Friday, March 06, 2009

The Pantheon of Raptors With Hilarious Names...

...just got a new addition. The Raptors have signed British native Pops Mensah-Bonsu to a contract for the rest of the season.

The question you should be asking yourselves is not "Where does this dude fit in to the Raptors' plans?", but "Where does this dude's name fit into The Pantheon of Raptors With Hilarious Names?"

Let's find out...

15) Maceo Baston - It just screams "total scrub". What's in a name? In Baston's case, everything.

14) Kornel David - Sounds like the leader of a cult.

13) Acie Earl - Would have fit in nicely on the Flint Tropics.

12) Zendon Hamilton - This dude failed to reach the minimum score on the SAT nine times. NINE times! To be fair, no rocket scientists are ever named "Zendon".
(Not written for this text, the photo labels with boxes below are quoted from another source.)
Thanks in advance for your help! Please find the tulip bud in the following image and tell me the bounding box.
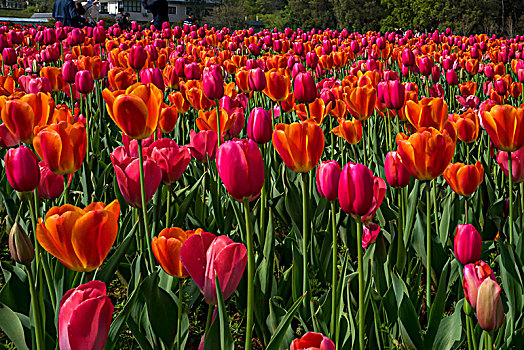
[8,222,35,266]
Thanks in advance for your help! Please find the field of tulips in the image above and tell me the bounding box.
[0,22,524,350]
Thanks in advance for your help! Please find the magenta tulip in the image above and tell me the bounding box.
[58,281,113,350]
[247,107,273,145]
[454,224,482,265]
[147,138,191,185]
[180,232,247,305]
[5,146,40,192]
[216,139,265,202]
[316,160,342,201]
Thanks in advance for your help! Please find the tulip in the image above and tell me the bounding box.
[151,227,202,278]
[180,232,247,305]
[111,146,162,208]
[5,145,40,192]
[454,224,482,265]
[216,139,265,202]
[247,107,273,145]
[289,332,335,350]
[36,200,120,272]
[462,260,495,308]
[102,83,163,140]
[477,278,504,332]
[497,148,524,183]
[482,105,524,152]
[443,161,484,197]
[147,138,191,185]
[384,151,411,188]
[58,280,114,350]
[397,128,455,181]
[293,72,318,103]
[273,121,325,173]
[316,160,342,201]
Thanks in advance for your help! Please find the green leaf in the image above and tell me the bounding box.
[0,303,29,350]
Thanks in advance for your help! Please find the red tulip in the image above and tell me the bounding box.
[216,139,265,202]
[454,224,482,265]
[180,232,247,305]
[58,281,113,350]
[5,145,40,192]
[316,160,342,201]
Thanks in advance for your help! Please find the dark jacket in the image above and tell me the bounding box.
[142,0,169,30]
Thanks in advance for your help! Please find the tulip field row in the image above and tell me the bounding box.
[0,22,524,350]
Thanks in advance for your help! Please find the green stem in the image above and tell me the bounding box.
[426,182,431,312]
[508,152,514,244]
[244,199,255,350]
[329,201,338,339]
[357,216,366,350]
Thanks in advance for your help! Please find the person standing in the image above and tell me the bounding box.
[142,0,169,30]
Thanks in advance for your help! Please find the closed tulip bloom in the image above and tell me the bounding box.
[247,107,273,145]
[477,278,504,332]
[405,97,448,130]
[293,72,318,103]
[111,146,162,208]
[75,70,95,94]
[443,161,484,197]
[4,145,40,192]
[36,199,120,272]
[151,227,202,278]
[202,68,224,100]
[102,83,163,140]
[397,128,455,181]
[330,118,362,145]
[497,148,524,183]
[482,105,524,152]
[316,160,342,201]
[384,151,411,188]
[462,260,496,308]
[453,224,482,265]
[128,45,147,70]
[33,122,87,175]
[58,281,114,350]
[289,332,335,350]
[216,139,265,202]
[147,138,191,185]
[345,85,377,121]
[180,232,247,305]
[273,121,325,173]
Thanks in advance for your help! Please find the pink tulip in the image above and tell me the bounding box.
[5,145,40,192]
[180,232,247,305]
[497,148,524,183]
[454,224,482,265]
[477,278,504,332]
[111,146,162,208]
[316,160,342,201]
[189,130,218,163]
[147,138,191,185]
[216,139,265,202]
[58,281,113,350]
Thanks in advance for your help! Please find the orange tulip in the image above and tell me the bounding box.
[0,92,55,144]
[33,122,87,175]
[264,70,291,101]
[36,199,120,272]
[345,85,377,121]
[102,83,163,140]
[482,105,524,152]
[151,227,203,278]
[330,118,362,145]
[405,97,448,130]
[273,120,325,173]
[443,160,484,197]
[397,127,455,181]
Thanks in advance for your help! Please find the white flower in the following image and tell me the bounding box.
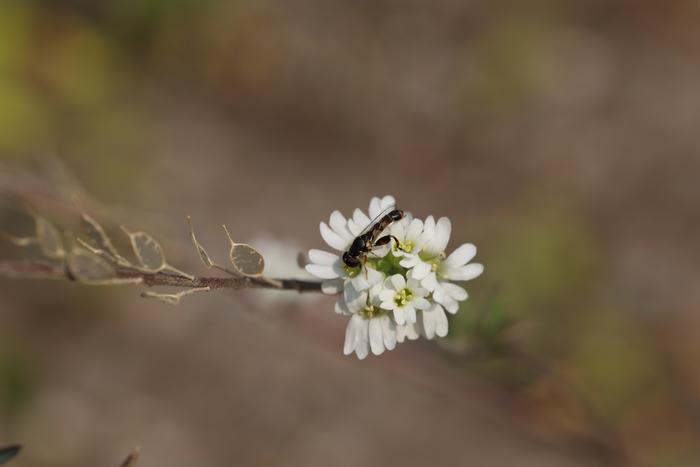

11) Voshon Lenard - Probably the only man in the history of the universe to be named "Voshon". Seriously, Google that shit.

10) Lindsey Hunter/Tracy McGrady/Tracy Murray/Sharone Wright/Andrea Bargnani - The Pantheon's Wing for Dudes with Girls' Names.
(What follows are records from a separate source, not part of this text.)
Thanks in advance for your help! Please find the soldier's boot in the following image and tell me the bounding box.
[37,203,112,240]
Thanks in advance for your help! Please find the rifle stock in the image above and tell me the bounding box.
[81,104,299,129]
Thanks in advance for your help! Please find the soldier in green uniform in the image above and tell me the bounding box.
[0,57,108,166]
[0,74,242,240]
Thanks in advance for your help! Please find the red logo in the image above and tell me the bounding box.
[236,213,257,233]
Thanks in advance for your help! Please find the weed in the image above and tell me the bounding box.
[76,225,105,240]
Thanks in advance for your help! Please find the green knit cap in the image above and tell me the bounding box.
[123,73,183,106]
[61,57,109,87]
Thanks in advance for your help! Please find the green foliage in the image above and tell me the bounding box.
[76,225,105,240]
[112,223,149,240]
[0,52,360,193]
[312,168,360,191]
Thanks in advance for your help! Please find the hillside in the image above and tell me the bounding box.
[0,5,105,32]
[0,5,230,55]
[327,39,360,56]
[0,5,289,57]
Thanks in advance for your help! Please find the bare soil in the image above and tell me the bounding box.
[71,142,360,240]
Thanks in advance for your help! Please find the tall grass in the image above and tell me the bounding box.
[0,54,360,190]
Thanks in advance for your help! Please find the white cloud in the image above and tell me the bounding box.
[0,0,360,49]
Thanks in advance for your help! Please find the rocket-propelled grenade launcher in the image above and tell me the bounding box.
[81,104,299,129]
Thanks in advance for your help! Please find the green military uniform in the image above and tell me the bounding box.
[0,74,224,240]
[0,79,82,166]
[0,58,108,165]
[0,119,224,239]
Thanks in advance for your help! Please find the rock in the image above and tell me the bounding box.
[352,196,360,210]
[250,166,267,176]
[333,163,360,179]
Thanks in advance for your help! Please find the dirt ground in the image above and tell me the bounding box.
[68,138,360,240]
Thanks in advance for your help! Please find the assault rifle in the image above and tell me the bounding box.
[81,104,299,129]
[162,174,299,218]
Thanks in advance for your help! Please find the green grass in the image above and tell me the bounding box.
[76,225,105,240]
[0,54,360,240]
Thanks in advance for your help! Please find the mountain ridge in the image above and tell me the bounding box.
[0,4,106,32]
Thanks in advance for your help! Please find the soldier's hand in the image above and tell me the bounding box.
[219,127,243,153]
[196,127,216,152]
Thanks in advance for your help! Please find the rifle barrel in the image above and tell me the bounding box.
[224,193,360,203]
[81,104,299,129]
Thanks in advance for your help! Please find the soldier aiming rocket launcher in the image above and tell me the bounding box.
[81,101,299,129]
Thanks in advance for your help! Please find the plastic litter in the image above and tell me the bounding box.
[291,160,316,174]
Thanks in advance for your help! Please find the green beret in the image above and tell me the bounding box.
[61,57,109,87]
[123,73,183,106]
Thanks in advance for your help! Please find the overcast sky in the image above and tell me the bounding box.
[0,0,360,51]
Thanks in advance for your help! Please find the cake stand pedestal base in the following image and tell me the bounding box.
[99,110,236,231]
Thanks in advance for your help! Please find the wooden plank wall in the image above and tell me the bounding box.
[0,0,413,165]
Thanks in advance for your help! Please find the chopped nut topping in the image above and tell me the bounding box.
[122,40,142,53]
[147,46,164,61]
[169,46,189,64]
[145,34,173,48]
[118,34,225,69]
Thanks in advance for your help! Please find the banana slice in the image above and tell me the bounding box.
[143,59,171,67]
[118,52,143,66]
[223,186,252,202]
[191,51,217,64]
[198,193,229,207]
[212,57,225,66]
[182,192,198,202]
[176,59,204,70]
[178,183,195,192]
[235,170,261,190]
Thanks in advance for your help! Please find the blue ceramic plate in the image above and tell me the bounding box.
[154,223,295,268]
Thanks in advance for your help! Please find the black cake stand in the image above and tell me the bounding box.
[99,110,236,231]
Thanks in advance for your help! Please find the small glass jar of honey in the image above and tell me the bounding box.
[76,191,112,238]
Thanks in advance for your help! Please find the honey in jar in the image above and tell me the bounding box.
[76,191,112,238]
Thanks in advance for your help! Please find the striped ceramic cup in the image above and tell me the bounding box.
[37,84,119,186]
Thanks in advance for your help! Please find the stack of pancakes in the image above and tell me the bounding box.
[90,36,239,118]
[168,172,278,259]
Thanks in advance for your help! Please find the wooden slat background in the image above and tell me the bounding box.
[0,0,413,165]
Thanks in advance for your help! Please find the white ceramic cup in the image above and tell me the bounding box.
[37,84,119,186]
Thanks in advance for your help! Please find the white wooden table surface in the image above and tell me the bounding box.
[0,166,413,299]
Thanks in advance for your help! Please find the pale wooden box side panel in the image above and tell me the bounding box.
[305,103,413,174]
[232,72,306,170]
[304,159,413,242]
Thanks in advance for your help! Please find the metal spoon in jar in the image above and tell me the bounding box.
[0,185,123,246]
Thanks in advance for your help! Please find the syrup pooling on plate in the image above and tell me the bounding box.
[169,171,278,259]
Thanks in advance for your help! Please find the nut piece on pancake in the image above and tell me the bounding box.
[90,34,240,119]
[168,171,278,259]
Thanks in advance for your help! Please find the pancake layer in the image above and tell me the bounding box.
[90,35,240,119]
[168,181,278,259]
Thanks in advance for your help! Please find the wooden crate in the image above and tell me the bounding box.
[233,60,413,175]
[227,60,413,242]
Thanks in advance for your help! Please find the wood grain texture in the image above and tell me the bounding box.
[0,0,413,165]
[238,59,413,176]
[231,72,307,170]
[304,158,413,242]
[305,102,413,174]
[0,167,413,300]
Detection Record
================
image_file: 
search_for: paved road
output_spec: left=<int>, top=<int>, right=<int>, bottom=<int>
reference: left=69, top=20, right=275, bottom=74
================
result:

9) Popeye Jones - Dude looked like an alien. Must have been all the spinach.

8) and 7) Pops Mensah-Bonsu/Pape Sow - The Raptors have the market cornered on guys with Pop in their name.

6) Mamadou N'Diaye - 3 Pops and a Mama. We're a goddamn 1960s folk group!
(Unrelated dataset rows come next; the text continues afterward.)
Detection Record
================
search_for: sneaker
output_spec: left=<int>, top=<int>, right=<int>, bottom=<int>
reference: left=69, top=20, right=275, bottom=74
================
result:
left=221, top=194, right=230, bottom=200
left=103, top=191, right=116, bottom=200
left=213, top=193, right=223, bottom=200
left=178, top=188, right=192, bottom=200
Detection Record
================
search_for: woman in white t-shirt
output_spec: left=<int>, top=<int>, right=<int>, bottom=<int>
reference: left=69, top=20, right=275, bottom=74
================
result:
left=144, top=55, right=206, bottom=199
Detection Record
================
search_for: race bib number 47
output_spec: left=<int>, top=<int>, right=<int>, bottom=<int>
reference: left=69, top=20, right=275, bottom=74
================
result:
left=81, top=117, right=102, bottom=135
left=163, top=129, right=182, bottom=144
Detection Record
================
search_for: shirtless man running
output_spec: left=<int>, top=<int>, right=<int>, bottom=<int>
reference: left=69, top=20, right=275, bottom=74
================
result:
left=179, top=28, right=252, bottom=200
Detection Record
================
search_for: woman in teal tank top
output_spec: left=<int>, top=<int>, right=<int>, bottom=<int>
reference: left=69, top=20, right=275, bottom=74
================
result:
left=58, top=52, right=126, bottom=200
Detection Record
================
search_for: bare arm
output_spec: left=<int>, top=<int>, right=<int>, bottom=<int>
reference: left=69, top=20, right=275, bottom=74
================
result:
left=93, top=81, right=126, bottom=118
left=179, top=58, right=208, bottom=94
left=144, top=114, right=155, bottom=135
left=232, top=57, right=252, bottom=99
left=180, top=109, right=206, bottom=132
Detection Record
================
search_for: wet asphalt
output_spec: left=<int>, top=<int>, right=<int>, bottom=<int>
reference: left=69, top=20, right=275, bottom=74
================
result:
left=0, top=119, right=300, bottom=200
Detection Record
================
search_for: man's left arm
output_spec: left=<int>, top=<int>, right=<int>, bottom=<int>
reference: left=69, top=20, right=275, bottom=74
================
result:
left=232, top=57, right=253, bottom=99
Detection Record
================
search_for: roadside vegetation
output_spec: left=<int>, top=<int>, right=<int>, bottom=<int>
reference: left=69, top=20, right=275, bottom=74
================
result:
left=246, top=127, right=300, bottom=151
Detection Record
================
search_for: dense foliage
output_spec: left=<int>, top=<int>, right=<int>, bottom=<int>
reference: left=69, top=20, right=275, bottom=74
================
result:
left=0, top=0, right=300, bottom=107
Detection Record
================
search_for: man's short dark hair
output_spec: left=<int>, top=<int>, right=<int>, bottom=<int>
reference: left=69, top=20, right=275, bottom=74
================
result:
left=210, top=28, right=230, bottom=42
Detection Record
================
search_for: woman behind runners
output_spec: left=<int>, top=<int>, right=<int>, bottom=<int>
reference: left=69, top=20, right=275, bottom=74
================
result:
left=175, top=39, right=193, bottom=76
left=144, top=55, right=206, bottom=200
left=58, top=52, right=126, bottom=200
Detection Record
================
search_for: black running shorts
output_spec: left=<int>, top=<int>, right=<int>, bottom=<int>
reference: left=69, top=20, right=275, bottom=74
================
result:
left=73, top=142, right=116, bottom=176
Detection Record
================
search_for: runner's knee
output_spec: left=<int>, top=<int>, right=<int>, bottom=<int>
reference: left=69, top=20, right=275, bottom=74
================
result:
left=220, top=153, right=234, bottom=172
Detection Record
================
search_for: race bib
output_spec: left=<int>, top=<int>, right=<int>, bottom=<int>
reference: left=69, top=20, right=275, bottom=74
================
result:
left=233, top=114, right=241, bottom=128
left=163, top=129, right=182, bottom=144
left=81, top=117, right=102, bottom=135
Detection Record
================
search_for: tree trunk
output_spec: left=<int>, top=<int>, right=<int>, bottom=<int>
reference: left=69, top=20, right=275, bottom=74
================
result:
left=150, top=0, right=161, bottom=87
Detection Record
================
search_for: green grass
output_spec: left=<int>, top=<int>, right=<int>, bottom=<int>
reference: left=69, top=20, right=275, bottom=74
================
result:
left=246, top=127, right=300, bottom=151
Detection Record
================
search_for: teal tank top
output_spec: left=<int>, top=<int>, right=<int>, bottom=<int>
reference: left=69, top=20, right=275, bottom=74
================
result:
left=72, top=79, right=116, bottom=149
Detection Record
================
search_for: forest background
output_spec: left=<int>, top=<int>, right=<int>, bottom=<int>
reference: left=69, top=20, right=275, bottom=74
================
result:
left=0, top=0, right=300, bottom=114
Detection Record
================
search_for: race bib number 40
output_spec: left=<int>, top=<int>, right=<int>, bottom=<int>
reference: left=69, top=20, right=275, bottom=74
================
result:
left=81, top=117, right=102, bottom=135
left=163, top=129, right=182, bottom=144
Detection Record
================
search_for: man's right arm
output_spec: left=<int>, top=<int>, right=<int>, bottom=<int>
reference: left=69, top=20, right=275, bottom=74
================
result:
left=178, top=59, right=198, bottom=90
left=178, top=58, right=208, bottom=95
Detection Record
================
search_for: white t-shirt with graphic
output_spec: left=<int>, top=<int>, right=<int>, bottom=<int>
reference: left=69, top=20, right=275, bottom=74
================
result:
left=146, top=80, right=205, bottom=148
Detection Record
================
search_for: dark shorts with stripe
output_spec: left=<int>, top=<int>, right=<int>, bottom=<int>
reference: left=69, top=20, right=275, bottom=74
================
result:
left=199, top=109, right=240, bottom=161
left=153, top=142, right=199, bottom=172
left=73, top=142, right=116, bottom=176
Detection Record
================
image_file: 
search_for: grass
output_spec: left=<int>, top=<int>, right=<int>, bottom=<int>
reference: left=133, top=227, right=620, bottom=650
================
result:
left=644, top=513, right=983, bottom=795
5) Roko Ukić/Uroš Slokar/Primož Brežeć/Rasho Nesterovič/Alex Radojević/Žan Tabak - That's a lot of funny-looking accents!

4) Jamario Moon - A cross between a Harlem Globetrotter and a Nintendo character.

3) Mengke Bateer - The only Chinese-born player in Raptor history. His name in Mongolian means "Eternal Hero." In English, it means the exact opposite.

2) Muggsy Bogues - A name with serious mob potential. Say hello to my little friend, indeed.

Aaaaaand number 1...

Haywoode Workman - The Haywoode Jablome jokes are classic. And he went to Oral Roberts! It writes itself.

Special mention goes to Patrick O'Bryant for having the most Irish sounding name for a 7-foot black guy.